At the Enron trial in Houston Monday, federal prosecutors began their cross-examination of former Chief Executive Officer Jeff Skilling, focusing on his sales of Enron stock just before the company collapsed in late 2001.
All last week Jeff Skilling's own attorney asked him questions on the stand, allowing the defendant to give lengthy explanations of his actions and what he thought had gone wrong at Enron. He repeatedly declared his innocence and blamed others for the demise of the once powerful energy-trading company.
However a new phase of testimony began Monday when Chief Enron Task Force Prosecutor Sean Berkowitz began his cross examination of Skilling, zeroing in on sales of Enron stock before he left the company in August, 2001, and an attempt to sell more stock a few weeks later.
Skilling blamed the terrorist attacks of September 11, 2001, for his attempts to sell in the month after he left Enron. However, prosecutors have a recording of a call Skilling made to a broker on September 6, several days before the terrorist attacks.
SKILLING: I would also like to sell 200,000 shares of Enron.
BROKER: You would like to SELL 200,000 shares?
Skilling, however, denied he had used insider knowledge of Enron's financial weakness to make his decision to sell. He also denied knowing that his former wife and his fiancé at that time were also selling their Enron holdings.
Investors lost tens of millions of dollars in December 2001 when Enron collapsed. Especially hard hit were Enron employees, thousands of whom had most of their retirement savings in Enron stock.
In his questioning prosecutor Berkowitz blamed Enron's demise on huge investments the company had made in foreign assets that turned out to be overvalued. When the need for cash came around, he said, Enron could not sell these assets and reclaim the money it had invested. Prosecutors contend that Skilling and former Chairman Ken Lay, who is on trial with Skilling, knew Enron was in trouble but kept telling analysts that all was well in order to maintain the stock price.
Berkowitz also questioned Skilling about financial schemes run by Andrew Fastow, the former Enron Chief Financial Officer, who pleaded guilty to fraud and testified for the prosecution earlier in the trial under a plea bargain agreement. Fastow described how he and his colleagues hid Enron losses by moving assets from shell companies back and forth to make losing enterprises look profitable. Berkowitz asked Skilling how he, as a hands-on manager, could not have known what Fastow and others were up to.
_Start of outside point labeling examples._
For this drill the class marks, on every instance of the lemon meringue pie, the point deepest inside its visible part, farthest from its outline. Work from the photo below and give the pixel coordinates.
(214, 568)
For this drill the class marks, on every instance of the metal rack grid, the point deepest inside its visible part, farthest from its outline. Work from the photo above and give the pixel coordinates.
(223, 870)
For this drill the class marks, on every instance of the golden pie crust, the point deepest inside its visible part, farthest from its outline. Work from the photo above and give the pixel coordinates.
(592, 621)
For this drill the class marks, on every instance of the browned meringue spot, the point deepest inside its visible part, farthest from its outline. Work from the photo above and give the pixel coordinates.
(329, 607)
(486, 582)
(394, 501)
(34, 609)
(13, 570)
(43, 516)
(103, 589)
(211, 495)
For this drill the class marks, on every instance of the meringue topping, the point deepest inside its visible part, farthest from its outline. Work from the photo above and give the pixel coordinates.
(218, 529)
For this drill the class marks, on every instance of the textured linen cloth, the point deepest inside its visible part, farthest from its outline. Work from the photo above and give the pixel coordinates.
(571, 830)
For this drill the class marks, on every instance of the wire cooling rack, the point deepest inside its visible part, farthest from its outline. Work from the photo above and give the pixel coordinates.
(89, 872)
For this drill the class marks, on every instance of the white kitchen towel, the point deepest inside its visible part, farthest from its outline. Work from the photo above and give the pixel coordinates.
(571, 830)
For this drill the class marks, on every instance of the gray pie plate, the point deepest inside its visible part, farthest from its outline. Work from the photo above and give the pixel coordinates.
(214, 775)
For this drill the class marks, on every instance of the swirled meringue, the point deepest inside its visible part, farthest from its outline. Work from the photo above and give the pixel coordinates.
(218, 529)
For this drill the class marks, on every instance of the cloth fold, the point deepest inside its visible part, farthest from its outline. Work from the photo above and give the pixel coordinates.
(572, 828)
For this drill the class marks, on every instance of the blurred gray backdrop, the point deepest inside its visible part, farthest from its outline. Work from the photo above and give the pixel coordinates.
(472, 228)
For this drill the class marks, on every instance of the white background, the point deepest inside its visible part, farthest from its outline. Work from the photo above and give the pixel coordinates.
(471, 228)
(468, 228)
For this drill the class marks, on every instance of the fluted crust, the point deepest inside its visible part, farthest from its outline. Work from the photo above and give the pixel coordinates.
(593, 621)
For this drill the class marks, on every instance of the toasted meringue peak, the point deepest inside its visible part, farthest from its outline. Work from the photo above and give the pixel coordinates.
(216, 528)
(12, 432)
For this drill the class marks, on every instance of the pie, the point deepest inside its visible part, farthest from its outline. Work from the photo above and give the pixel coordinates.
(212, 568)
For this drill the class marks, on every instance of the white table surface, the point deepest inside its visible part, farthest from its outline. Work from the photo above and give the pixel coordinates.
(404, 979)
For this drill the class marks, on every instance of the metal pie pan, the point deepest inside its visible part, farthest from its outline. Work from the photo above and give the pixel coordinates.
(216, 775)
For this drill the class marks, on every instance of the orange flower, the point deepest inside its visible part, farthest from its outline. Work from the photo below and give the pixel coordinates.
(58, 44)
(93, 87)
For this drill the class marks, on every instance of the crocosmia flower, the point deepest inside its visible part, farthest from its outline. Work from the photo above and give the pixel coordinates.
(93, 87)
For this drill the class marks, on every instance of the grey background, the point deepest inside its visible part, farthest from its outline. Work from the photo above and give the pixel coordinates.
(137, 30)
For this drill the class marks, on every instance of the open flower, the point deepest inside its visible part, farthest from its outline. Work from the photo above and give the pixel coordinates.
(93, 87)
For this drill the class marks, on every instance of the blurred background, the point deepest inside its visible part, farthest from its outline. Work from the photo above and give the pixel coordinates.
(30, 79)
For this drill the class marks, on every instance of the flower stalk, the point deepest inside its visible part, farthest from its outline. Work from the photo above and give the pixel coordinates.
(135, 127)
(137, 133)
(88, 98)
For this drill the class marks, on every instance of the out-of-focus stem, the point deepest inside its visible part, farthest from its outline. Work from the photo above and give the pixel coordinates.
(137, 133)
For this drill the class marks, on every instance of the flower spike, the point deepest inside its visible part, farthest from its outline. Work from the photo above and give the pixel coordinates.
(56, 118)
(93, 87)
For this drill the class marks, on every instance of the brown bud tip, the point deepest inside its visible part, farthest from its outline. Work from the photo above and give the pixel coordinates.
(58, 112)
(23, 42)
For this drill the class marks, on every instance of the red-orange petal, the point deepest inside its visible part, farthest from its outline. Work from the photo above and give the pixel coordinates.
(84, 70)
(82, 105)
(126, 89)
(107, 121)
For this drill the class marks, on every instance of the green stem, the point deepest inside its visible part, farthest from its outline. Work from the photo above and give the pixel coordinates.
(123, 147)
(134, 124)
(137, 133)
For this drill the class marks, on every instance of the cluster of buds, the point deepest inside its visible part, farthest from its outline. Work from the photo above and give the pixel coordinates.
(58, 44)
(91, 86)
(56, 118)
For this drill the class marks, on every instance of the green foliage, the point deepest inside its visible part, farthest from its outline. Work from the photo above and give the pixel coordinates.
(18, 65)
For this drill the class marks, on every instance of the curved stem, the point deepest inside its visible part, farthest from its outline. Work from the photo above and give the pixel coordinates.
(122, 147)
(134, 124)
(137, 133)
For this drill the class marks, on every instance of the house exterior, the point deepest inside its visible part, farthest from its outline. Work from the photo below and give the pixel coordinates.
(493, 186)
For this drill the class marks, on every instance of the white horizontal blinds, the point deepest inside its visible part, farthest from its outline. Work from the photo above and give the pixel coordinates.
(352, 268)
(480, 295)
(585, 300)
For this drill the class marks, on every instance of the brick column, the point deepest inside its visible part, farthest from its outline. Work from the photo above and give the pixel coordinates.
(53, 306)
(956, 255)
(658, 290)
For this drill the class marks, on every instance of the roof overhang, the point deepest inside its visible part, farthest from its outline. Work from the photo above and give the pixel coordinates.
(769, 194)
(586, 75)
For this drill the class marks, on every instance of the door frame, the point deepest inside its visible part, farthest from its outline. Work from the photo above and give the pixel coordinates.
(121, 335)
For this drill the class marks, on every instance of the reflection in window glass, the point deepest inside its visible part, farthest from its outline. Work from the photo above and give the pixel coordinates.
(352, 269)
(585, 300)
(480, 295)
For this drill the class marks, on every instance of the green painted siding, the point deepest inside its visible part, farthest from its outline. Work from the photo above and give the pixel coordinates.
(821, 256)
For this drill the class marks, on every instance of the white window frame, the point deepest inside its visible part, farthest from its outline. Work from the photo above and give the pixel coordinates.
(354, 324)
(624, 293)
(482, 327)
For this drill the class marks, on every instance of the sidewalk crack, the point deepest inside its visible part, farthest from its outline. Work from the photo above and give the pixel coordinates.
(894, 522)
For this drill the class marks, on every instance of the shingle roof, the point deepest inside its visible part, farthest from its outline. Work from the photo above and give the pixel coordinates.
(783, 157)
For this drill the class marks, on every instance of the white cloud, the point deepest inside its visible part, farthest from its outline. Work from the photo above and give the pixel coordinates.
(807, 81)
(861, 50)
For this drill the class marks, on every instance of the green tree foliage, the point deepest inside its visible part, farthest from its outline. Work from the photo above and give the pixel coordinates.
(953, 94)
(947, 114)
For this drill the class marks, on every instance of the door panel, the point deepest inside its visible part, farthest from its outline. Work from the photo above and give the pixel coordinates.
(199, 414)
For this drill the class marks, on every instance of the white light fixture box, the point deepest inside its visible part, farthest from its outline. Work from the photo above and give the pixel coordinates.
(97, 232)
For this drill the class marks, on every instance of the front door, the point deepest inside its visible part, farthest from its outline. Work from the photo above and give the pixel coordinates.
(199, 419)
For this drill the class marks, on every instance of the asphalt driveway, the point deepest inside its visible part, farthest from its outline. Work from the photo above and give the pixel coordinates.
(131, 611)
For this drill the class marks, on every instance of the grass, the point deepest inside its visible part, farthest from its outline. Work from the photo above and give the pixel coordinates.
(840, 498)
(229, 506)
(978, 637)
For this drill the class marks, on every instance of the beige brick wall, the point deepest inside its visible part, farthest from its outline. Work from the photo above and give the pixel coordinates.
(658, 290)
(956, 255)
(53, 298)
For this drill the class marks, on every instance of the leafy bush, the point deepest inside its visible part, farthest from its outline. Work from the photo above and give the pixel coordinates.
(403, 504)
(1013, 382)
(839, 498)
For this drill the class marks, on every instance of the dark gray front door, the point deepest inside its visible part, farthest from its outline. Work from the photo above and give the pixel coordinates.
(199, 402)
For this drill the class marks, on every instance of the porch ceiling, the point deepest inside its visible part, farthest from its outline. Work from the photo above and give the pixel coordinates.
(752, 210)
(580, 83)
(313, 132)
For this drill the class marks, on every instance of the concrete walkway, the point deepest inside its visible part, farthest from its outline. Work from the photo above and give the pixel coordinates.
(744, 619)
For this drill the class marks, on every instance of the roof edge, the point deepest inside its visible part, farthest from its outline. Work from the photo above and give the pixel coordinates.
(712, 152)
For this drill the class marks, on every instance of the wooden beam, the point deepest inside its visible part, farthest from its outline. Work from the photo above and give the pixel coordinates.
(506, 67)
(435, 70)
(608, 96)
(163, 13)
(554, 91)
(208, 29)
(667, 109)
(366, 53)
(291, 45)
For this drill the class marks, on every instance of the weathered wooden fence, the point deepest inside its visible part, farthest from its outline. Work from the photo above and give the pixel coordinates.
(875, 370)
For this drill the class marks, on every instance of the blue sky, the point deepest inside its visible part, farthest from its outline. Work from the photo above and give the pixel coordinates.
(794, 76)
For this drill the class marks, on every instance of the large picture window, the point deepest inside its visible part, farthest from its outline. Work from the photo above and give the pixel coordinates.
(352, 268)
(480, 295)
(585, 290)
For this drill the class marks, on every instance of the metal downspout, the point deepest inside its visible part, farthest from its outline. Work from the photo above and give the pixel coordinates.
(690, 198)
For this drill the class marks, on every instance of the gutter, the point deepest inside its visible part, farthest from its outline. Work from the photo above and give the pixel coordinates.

But Skilling remained resolute in denying any knowledge of wrongdoing.
Enron was once ranked as the seventh-largest U.S. corporation and its collapse is considered one of the biggest financial failures in U.S. history. Jeff Skilling faces 28 charges and Len Lay six charges in the federal indictment brought against them. They each could serve more than 20 years in prison if convicted on all charges.